Entre l’école élémentaire de Vouzailles et la salle de spectacle new-yorkaise, ne lui demandez pas de choisir. Jean-François Alcoléa joue partout avec la même ferveur. Pour lui, la culture a autant sa place dans une cour de campagne que sous les projecteurs d’un théâtre outre-Atlantique. Peut-être même davantage, tant il connaît le pouvoir émancipateur des arts. Des premiers accords de guitare bercés par les vagues méditerranéennes aux performances incandescentes de l’Exposition universelle en Espagne, il n’a cessé d’honorer sa vision de l’art. Une vision trop insaisissable pour entrer dans les cases administratives, trop audacieuse pour séduire les grilles de subventions. Alors pourquoi vouloir qualifier ce qu’il revendique comme de l’onirisme, une douce folie ? Reconnu à l’étranger, mais étranger dans son propre pays ? Peut-être. Mais ce dont Jean-François est sûr, c’est que de l’autre côté de l’Atlantique comme aux quatre coins de l’Europe, son travail résonne avec une intensité singulière. En témoigne l’USA Tour qui le verra enchaîner une vingtaine de dates à partir de janvier 2026. À la manière de Georges Méliès, dont il s’inspire dans son ciné-concert En plein dans l’œil, il aime brouiller les frontières entre l’image et le son, entre le réel et l’imaginaire. Tantôt musicien, tantôt réalisateur, l’éternel curieux se nourrit de cette pluralité pour bousculer le spectateur.

L’apprentissage

Marseille.

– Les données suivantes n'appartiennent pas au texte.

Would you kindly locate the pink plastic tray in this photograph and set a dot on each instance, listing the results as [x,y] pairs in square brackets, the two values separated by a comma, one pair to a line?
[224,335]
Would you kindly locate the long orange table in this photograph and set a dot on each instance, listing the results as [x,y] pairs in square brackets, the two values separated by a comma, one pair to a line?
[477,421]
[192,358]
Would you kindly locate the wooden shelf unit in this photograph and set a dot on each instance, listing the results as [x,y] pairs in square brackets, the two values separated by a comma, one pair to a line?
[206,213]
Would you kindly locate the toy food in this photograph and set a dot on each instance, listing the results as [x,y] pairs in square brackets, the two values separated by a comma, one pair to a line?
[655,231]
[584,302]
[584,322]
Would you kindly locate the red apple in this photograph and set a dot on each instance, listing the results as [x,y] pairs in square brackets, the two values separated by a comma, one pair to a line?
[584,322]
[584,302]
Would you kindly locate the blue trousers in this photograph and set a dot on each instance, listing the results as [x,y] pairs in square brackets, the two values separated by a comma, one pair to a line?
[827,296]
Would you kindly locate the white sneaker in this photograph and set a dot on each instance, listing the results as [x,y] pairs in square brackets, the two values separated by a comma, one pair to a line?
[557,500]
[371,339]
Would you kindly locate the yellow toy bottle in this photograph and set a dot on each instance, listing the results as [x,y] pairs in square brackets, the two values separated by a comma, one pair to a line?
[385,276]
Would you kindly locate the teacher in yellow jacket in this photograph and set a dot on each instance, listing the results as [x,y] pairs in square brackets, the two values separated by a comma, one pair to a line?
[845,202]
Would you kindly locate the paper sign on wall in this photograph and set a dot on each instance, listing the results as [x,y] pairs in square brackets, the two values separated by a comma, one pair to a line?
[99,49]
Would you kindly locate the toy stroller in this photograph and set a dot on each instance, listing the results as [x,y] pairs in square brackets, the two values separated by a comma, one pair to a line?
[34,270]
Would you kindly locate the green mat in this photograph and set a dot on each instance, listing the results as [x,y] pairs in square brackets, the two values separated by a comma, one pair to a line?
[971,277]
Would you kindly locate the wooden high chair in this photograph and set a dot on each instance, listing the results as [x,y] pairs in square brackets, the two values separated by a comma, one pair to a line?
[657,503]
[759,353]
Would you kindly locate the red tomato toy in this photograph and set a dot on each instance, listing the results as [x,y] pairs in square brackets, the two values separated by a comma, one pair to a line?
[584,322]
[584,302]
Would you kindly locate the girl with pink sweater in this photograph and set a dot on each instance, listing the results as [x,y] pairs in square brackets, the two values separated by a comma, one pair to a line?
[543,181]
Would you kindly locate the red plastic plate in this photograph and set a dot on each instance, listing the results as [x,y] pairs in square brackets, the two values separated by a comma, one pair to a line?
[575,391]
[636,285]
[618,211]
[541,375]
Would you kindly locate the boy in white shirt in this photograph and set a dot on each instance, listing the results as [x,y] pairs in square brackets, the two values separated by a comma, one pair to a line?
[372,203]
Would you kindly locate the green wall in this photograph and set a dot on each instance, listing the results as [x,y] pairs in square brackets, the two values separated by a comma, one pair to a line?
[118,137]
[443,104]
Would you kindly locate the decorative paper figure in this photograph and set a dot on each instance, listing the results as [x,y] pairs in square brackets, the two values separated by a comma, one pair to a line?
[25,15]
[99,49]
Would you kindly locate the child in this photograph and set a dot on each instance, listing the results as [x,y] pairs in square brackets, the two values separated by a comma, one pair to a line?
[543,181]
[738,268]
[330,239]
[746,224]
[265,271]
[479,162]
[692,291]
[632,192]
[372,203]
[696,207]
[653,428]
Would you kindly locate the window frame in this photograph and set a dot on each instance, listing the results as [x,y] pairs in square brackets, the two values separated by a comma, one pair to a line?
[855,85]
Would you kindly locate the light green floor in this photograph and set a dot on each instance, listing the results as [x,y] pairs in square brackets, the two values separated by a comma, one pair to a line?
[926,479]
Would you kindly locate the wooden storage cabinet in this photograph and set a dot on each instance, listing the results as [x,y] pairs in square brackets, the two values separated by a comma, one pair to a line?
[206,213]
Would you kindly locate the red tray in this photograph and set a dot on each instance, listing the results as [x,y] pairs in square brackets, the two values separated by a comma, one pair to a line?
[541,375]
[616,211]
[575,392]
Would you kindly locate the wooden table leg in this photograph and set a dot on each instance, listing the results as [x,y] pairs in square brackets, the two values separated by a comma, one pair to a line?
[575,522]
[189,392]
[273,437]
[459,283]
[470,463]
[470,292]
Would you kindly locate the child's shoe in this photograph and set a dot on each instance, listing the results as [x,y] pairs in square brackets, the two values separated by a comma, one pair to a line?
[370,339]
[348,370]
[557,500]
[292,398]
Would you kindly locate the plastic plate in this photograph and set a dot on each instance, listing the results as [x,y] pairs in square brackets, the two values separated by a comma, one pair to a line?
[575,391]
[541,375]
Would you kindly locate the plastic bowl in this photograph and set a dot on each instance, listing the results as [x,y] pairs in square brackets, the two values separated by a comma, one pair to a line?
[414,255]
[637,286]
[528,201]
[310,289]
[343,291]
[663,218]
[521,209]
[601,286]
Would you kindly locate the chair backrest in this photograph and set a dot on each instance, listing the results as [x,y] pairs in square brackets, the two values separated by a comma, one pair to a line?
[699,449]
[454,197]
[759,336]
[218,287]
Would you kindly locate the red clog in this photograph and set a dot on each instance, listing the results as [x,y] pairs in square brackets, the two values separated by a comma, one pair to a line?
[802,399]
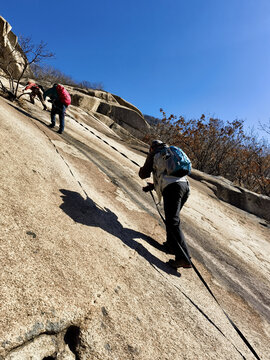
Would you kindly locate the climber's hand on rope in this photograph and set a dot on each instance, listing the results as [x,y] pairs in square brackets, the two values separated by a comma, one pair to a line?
[149,187]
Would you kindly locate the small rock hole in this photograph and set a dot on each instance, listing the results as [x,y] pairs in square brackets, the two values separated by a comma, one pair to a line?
[71,338]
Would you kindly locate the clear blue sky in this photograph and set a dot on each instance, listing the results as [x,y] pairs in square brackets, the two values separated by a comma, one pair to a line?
[187,56]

Ses calanques brûlantes, ses odeurs d’iode et d’épices, ses rues qui bruissent de mille langues. C’est là, dans ce creuset, que l’enfant s’éveille à la musique. Chaque pas est un voyage, chaque rencontre une partition nouvelle. Les cris des goélands, les rythmes de la rue, les accents venus d’ailleurs : voilà son premier conservatoire. « Mes parents ne sont pas musiciens. J’ai commencé à reproduire les sons que j’entendais dans la rue, grâce aux instruments que me prêtaient des amis », se souvient-il. Pour lui, jouer, c’était apprendre une autre langue, celle de ses semblables après l’école. Chaque fin de journée se transformait en échappée : 
il attendait la sonnerie avec impatience pour rejoindre ses camarades, improviser, et plonger dans sa bulle sonore. Alice Cooper et Iggy Pop résonnent dans ses oreilles d’adolescent, l’invitant à rêver de scène. Mais la vie l’arrache bientôt aux Bouches-du-Rhône. Ses parents, pour des raisons professionnelles, l’emmènent à Poitiers. Un nouveau décor, plus feutré, mais pas moins fertile. A 17 ans, il vit son premier grand frisson : une Fête de la musique, une guitare entre les mains, un groupe de rock, et la place d’Armes pour scène. Un moment suspendu, une communion gravée dans sa mémoire. Il ne le sait pas encore, mais cette soirée marquera le reste de sa vie.

« A nos débuts en France, personne ne nous donnait l’heure. »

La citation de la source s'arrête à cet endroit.